Pukul 10.30 pada 13 Juni, empat jam setelah ledakan gas di Shiyan, enam pekerja meninggal di Chengdu, sebuah kota di Provinsi Sichuan, barat daya Tiongkok, ketika enam pekerja tersebut sedang membersihkan pipa dan kolam air limbah sebuah pabrik makanan.

Pada 12 Juni, sebuah kebocoran bahan kimia beracun dari sebuah truk yang membongkar metil format, menewaskan sedikitnya delapan orang dan melukai tiga orang di fasilitas penanganan bahan kimia di kota Guiyang di Provinsi Guizhou, barat daya Tiongkok, menurut pihak-pihak setempat yang berwenang.

Pada 10 Juni, 13 penambang terjebak di bawah tanah di sebuah tambang besi di kota Xinzhou di Provinsi Shanxi di utara Tiongkok, setelah sebuah volume  air tanah yang secara signifikan  menyusup ke dalam tambang.

Namun, insiden keselamatan yang paling mengkhawatirkan bagi Partai Komunis Tiongkok adalah serangan-serangan lone-wolf secara acak terhadap masyarakat, yang sedang meningkat dan menjadi tantangan utama bagi rezim Tiongkok. 

Meskipun jenis insiden ini tidak menargetkan Partai Komunis Tiongkok dan lembaga-lembaganya secara langsung, sebagian besar dilakukan oleh orang-orang dengan dendam terhadap rezim Tiongkok.

Pada 5 Juni, seorang pria berusia 25 tahun menyerang orang-orang dengan sebuah pisau di sebuah jalan yang ramai di kota Anqing di Provinsi Anhui, timur Tiongkok. Serangan tersebut menewaskan enam orang dan melukai 14 orang lainnya, di mana satu orang masih dalam kondisi yang serius. Rezim Tiongkok mengklaim bahwa amukan pria itu disebabkan oleh masalah-masalah keluarga.

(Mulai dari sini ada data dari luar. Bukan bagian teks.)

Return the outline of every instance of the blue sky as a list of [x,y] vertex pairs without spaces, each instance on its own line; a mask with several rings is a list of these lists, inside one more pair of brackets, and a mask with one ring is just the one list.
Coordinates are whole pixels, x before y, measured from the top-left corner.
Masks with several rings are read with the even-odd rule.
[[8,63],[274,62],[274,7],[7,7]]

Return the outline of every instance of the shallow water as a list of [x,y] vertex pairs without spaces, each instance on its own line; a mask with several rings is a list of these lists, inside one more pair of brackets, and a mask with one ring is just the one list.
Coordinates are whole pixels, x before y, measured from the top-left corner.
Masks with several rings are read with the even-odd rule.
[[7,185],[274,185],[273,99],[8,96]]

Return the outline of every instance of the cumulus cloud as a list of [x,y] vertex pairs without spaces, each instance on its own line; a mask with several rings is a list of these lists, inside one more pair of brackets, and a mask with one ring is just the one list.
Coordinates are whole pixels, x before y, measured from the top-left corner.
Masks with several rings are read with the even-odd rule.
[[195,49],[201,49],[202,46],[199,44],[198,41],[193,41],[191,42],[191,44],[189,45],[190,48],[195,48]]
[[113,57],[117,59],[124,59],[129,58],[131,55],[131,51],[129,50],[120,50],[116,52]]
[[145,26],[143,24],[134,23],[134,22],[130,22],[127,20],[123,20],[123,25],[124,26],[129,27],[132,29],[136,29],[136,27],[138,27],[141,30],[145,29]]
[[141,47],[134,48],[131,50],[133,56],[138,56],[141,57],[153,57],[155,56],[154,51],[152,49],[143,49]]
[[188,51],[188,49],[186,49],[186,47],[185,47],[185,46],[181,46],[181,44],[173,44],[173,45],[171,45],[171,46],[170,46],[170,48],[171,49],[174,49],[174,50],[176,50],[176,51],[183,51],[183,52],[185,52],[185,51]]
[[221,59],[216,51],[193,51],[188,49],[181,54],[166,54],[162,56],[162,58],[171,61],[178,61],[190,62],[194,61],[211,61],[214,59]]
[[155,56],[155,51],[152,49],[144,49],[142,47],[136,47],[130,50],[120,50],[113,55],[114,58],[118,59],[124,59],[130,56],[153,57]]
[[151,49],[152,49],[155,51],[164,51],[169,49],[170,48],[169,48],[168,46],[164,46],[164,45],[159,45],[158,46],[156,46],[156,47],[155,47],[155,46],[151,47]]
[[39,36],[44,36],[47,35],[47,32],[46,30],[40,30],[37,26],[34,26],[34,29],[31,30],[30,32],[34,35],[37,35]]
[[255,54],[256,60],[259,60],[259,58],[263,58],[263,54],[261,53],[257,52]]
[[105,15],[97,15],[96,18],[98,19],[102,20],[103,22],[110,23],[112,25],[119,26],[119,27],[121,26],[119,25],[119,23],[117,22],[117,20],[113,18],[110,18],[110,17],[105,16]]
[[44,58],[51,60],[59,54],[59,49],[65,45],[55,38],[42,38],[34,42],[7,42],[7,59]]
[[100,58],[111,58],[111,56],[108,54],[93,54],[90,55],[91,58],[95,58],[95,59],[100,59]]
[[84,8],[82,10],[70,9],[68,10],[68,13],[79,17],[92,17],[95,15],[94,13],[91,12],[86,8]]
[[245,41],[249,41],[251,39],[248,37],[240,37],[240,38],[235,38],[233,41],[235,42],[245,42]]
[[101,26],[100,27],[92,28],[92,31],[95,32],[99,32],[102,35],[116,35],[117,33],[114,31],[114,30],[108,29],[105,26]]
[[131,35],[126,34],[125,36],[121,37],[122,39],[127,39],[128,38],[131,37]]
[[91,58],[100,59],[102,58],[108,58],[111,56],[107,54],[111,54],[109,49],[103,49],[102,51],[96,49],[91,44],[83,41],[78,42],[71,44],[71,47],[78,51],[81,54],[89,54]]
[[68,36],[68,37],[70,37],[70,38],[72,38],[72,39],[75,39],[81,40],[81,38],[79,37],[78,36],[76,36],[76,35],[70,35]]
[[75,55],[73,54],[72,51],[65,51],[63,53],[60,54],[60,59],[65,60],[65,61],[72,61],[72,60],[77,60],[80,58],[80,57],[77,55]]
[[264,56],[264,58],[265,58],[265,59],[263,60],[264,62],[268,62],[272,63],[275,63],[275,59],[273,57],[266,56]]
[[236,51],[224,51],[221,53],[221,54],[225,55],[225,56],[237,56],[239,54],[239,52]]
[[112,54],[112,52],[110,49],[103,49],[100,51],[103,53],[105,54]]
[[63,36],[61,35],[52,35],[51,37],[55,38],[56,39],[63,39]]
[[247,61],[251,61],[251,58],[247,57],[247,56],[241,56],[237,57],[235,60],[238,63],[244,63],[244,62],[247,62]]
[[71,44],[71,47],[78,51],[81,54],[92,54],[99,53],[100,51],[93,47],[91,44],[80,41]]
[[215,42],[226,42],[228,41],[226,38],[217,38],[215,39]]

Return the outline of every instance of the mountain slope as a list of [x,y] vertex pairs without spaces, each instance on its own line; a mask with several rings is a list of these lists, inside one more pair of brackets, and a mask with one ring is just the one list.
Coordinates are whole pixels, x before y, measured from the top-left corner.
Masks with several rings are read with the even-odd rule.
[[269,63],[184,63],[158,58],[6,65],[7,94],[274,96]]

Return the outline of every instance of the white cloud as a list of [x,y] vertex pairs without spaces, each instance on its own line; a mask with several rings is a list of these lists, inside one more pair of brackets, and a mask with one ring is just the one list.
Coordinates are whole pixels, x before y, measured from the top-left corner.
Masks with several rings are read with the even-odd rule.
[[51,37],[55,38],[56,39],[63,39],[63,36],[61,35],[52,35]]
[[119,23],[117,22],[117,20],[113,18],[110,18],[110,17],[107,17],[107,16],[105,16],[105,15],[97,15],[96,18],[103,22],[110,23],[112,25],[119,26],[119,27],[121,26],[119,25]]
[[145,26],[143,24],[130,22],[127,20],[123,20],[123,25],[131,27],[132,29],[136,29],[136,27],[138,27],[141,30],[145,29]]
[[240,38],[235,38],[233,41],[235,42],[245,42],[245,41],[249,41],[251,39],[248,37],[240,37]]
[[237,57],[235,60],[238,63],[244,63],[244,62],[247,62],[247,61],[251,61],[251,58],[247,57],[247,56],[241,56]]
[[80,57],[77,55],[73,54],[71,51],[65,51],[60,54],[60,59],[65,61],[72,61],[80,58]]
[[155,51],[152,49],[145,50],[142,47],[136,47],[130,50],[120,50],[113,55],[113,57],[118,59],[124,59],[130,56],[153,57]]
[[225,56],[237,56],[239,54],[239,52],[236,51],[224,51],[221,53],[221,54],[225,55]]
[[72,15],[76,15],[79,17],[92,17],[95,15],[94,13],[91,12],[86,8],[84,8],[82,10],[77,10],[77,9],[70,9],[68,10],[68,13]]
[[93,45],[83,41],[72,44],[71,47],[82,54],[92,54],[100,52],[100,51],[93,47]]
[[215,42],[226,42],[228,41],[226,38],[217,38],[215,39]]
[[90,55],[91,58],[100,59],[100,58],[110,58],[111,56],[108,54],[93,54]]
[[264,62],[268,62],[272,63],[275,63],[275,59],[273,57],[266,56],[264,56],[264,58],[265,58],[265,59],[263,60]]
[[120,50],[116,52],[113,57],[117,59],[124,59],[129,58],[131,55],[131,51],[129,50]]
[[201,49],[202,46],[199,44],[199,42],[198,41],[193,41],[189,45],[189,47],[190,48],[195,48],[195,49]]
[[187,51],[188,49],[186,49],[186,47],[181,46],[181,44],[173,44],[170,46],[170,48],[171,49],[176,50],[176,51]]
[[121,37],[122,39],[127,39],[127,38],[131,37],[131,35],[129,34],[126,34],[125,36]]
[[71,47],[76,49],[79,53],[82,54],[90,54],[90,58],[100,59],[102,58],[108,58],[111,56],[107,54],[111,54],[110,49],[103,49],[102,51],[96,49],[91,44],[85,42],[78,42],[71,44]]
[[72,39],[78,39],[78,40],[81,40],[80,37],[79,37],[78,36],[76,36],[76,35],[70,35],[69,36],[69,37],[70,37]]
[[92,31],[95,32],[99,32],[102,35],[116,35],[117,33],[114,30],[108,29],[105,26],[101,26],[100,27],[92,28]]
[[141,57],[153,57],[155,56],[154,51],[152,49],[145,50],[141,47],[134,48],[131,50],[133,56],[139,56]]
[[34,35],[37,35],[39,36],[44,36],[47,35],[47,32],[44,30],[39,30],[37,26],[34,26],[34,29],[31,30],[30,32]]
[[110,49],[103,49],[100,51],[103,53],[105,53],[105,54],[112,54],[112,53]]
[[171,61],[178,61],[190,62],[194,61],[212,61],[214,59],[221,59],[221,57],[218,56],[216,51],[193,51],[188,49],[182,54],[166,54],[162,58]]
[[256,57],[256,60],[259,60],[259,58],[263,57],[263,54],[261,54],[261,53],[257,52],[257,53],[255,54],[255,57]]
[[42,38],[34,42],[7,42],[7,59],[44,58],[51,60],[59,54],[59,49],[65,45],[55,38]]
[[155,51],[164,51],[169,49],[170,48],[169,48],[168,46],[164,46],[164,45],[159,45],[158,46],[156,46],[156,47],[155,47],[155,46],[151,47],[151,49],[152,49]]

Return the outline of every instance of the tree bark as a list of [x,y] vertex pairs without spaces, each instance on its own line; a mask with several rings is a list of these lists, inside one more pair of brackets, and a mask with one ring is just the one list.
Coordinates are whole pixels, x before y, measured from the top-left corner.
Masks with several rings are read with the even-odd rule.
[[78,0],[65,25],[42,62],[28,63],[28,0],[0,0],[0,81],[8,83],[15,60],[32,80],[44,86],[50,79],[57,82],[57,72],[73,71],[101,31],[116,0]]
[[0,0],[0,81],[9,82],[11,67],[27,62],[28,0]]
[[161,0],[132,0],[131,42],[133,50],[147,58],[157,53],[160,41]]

Pada 29 Mei, seorang pria berusia 41 tahun menabrak para pejalan kaki dan menyerang orang-orang yang menonton dengan pisau. Insiden itu melukai delapan orang dan mengakibatkan empat masih dalam kondisi yang kritis. Pihak berwenang mengatakan, pria itu membalas dendam pada masyarakat setelah mengalami konflik dengan mantan istrinya.

Pada 28 Mei, seorang pria berusia 40-tahunan melukai lima murid  Sekolah Dasar dengan sebuah pisau di kota Chenzhou di Provinsi Hunan, selatan Tiongkok. Setidaknya seorang murid meninggal di rumah sakit. Laporan resmi rezim Tiongkok mengklaim bahwa, pria itu menderita masalah-masalah mental dan tidak ada motif untuk serangan pisau. (Vv)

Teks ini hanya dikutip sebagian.